You're not one of the people I was responding to. (You've said helpful things, and discussed it constructively.)

No, what I meant was.... the discussion here and on PV wasn't begun by any of the affected parties. Neither Vera nor any of the authors started this thread to beg anyone here for money. People posted this here (and there) in order to, basically, gossip about it.

Which is fine. It's one thing to watch something going on elsewhere in the world that is none of your business, and to talk about in a constructive way. Maybe help each other avoid problems we're seeing in those other places. Warn each other about pitfalls.

It's a whole different thing to bring it up in order to pile on with speculative arguments and accusations. But more particularly (and what I got into this about) is the tendency to treat the speculations of armchair lawyers as credible "truth" without any acknowledgement that in this case, there are people who actually know the real truth in detailed, up close and personal detail.

And what the armchair lawyers speculate about doesn't amount to a hill of beans.

Again, I didn't see you -- Julie -- doing this. You've kept this on a pragmatic basis and haven't claimed to know the truth of what was in Vera's head or pretended to be an arbiter of which information out there is credible or isn't.

Camille


----------



## Monique (Jul 31, 2010)

daringnovelist said:


> No, what I meant was.... the discussion here and on PV wasn't begun by any of the affected parties. Neither Vera nor any of the authors started this thread to beg anyone here for money. People posted this here (and there) in order to, basically, gossip about it.


No. That's not why this thread was started. This was started to serve as a warning for others, and hopefully, to get Vera to do the right thing. I'd like to think this thread helped in both regards.

The campaign was a public plea for money. Characterizing it as anything else is disingenuous.


----------



## Vera Nazarian (Jul 1, 2011)

emilycantore said:


> Vera, I have a hard time believing that now, March 2014, is when you've finally been able to "catch your breath".
> 
> Even posting on kboards (http://www.kboards.com/index.php?action=profile;u=48088;area=showposts;start=1275) - you arrived here July 15, 2011 (two years, eight months ago) - shows that you were functioning on some level. You're writing responses, promoting your books, engaging with people. You present a very different person to the one you describe in the horrible week you wrote about.
> 
> ...


Emily,

Everything I've claimed is true.

Here are some points to know about me -- I put on a brave face a whole lot when things are falling apart. You would not know it. Not ever. The worst times is when I am most "on" and high strung and workaholic mode. And I giggle a lot and crack jokes.

Things in real life are pretty stable now so I am not particularly stressed out which means my brain goes into pure fog haze. Plus now I am on blood pressure medication which helps.
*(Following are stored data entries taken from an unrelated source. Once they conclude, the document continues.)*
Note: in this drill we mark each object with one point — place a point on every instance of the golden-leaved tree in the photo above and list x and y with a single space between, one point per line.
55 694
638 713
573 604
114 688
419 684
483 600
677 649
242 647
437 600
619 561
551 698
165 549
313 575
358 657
I can post clever VERBAL things through the brain fog, while I cannot do basic math without repeating numbers and re-entering into a calculator, and I have to *sing* numbers to remember them, and translate them into my native first language Russian to do math, then back, nor can I remember the date or the time on the clock. I have trouble with my own phone number and address. Repeatedly. But I can compose a page of fiction in my sleep in a haze, easy as anything.

I had help moving from many people, friends, neighbors.

A friend paid for my KND sponsorship in exchange for services.

The LSI money I had in mid 2011 when I arrived in Vermont was more than I do now.

I wrote Mansfield Park and Mummies while bleeding to death in bed and popping iron supplements. and I joked online with people all through it.

During 2012 my medical/surgery year I still finished and illustrated a book (Pride and Platypus) on my last rope, and went into the hospital the next month after release date. As I convalesced I continued doing covers for other people in bed and other work.

I was working on a manuscript while lying in the ER bed waiting for a doctor.

It's all as it happened.

Not sure what else to say.

Forgot to mention, I hardly ever sleep. And I can go without sleep for close to three days straight, and have done so. so I can get a lot of creative work done.


----------



## daringnovelist (Apr 3, 2010)

emilycantore said:


> Oh come on Camille - Vera came out asking for $20,000 for royalties she didn't pay and people can't dig into it?


See my response to Julie above.

I am not saying this shouldn't be talked about - as a cautionary tale. Even as a situation that needs theoretical solutions. Julie, in particular, is a great example of speaking fairly and appropriately (as she always does).

I'm also not saying that it is wrong to sound an alarm to warn people about donating money or submitting books.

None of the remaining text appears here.